Sometime, somewhere in the Precambrian era, a major milestone in the evolution of life on Earth took place. The soft cuticle in the segmented ancestor of animals we now call arthropods was hardened by the deposition of additional protein and an inert polysaccharide called chitin. The cuticular exoskeleton offered some protection against predators and other environmental hazards, and it conferred on its possessors a formidable array of other selective advantages. For example, a hardened cuticle provided a more secure site for muscle attachment, allowed adjacent segments and joints to function as levers, and vastly improved the potential for rapid locomotion, including flight. Of course, a suit of armor could not be uniformly hard; the animal would be as immobile as the rusted Tin Woodsman in the Wizard of Oz. Stiff sections of cuticle were separated from each other by thin, flexible sections, which formed sutures and joints. The cuticular exoskeleton had enormous evolutionary potential. Jointed extensions on each segment became appendages.
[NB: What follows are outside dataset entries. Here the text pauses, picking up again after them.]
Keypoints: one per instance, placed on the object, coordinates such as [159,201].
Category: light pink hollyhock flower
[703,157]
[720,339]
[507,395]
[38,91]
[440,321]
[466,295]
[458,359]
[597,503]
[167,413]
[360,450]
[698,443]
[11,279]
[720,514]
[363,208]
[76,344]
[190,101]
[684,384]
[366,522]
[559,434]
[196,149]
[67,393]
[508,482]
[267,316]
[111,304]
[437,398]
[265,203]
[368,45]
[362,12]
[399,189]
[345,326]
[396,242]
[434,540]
As the hardened cuticle evolved, or perhaps concurrently with it, many other changes took place in the bodies and life cycles of protoarthropods. Growth required a sequence of cuticular molts controlled by hormones. Coelomic compartments reduced their hydrostatic skeletal function, perhaps causing a regression of the coelom and its replacement with an open system of sinuses (hemocoel). Motile cilia were lost. These changes and others are called “arthropodization.” Some zoologists argue that all changes in arthropodization followed from the development of a cuticular exoskeleton. If several different ancestors had independently evolved a cuticular exoskeleton, then they independently would have evolved the identical suite of characters we associate with arthropodization. If this were the case, the huge phylum we call Arthropoda would be in reality polyphyletic. We agree with other zoologists who feel that the weight of evidence still supports singlephylum status.